Re: Contributing an algorithm for samsara

Apologies for letting this slide... way too much life got in the way :)

> On Mar 3, 2017, at 3:36 PM, Dmitriy Lyubimov <dl...@gmail.com> wrote:
> 
> And by formula yes i mean R syntax.
> 
> possible use case would be to take Spark DataFrame and formula (say, `age ~
> . -1`) and produce outputs of DrmLike[Int] (a distributed matrix type) that
> converts into predictors and target.
> 
> In this particular case, this formula means that the predictor matrix (X)

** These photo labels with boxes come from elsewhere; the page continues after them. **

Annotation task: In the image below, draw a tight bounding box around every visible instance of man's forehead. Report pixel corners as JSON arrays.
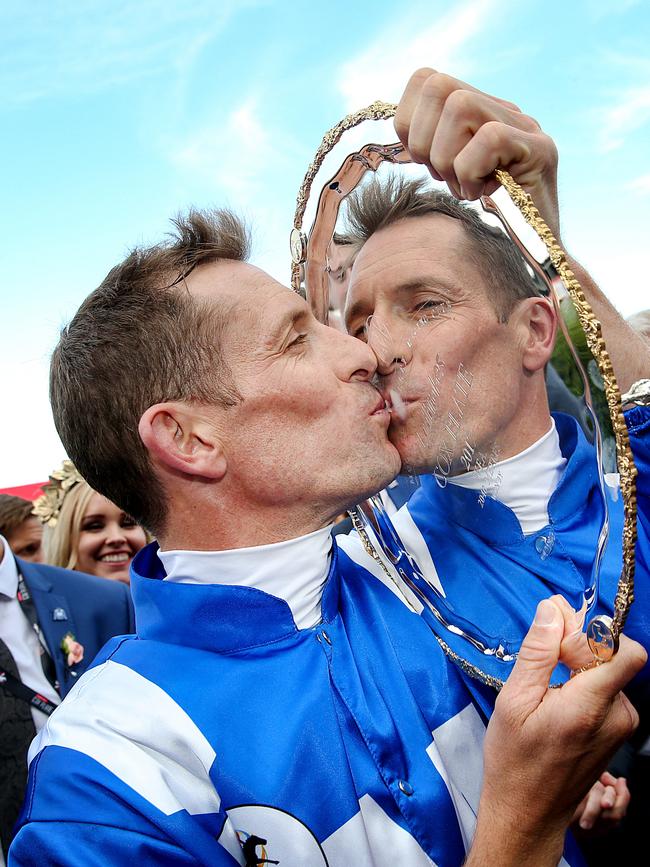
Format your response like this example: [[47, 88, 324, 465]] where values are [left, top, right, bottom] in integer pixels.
[[185, 259, 284, 305], [352, 213, 468, 278], [345, 214, 466, 321]]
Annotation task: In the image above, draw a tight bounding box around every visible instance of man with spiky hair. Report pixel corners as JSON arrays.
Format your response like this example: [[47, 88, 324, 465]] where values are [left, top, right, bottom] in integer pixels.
[[10, 76, 645, 867]]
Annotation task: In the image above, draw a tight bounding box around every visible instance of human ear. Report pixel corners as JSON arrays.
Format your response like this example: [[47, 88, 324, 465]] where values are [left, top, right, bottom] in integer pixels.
[[138, 401, 226, 481], [517, 297, 557, 373]]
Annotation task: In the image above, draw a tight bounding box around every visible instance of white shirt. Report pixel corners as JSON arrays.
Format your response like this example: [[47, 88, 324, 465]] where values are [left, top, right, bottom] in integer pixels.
[[158, 524, 332, 629], [0, 536, 61, 731], [449, 419, 566, 536]]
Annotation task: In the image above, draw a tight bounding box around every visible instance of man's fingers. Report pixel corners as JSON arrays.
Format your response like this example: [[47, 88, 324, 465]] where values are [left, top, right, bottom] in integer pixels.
[[393, 67, 436, 150], [569, 635, 648, 707], [600, 786, 616, 810], [580, 783, 605, 831], [611, 777, 632, 822], [500, 599, 564, 717]]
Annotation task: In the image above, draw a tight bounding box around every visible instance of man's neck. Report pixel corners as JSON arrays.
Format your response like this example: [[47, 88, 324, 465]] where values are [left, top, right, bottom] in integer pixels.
[[158, 492, 343, 551]]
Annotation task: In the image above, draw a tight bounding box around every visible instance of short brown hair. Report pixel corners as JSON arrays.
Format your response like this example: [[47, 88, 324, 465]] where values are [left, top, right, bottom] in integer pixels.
[[0, 494, 34, 539], [50, 210, 250, 533], [346, 174, 540, 322]]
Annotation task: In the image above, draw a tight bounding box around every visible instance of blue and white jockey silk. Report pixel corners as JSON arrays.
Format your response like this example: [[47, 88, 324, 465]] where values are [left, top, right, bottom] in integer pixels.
[[9, 546, 583, 867], [393, 407, 650, 702]]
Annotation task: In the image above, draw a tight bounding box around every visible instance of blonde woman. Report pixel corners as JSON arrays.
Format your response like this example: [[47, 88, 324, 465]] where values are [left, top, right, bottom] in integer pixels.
[[34, 461, 147, 584]]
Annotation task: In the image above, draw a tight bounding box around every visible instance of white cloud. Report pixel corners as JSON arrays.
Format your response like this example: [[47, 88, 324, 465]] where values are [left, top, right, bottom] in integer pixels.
[[624, 174, 650, 196], [0, 360, 65, 488], [164, 94, 311, 283], [596, 84, 650, 153], [0, 0, 255, 104], [339, 0, 503, 111]]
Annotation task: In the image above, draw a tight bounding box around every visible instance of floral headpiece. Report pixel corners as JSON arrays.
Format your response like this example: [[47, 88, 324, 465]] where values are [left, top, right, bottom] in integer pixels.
[[32, 460, 84, 527]]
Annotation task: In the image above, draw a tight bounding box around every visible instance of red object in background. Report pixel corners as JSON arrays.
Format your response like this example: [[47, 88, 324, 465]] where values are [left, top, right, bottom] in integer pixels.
[[0, 482, 47, 502]]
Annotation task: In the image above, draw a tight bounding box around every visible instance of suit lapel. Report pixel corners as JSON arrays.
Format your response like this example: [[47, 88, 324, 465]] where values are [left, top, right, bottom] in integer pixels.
[[16, 558, 79, 695]]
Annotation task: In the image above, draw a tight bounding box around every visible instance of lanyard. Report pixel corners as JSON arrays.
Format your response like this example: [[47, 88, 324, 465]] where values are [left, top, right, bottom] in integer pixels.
[[0, 666, 56, 716], [16, 573, 59, 692]]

> would have all original variables except `age` (for categorical variables
> factor extraction is applied), with no bias column.
> 
> Some knowledge of R and SAS is required to pin the compatibility nuances
> there.
> 
> Maybe we could have reasonable simplifications or omissions compared to R
> stuff, if we can be reasonably convinced it is actually better that way
> than vanilla R contract, but IMO it would be really useful to retain 100%
> compatibility there since it is one of ideas there -- retain R-like-ness
> with these things.
> 
> 
> On Fri, Mar 3, 2017 at 12:31 PM, Dmitriy Lyubimov <dl...@gmail.com> wrote:
> 
>> 
>> 
>> On Fri, Mar 3, 2017 at 4:09 AM, Jim Jagielski <ji...@jagunet.com> wrote:
>>> 
>>>> 
>>>> 
>>> 
>>>>> 
>>>>> 3) On the feature extraction per R like formula can you elaborate more
>>>> here, are you talking about feature extraction using R like dataframes and
>>>> operators?
>>>> 
>>> 
>>> 
>> Yes. I would start doing generic formula parser and then specific part
>> that works with backend-speicifc data frames. For spark, i don't see any
>> reason to write our own; we'd just had an adapter for the Spark native data
>> frames.
>>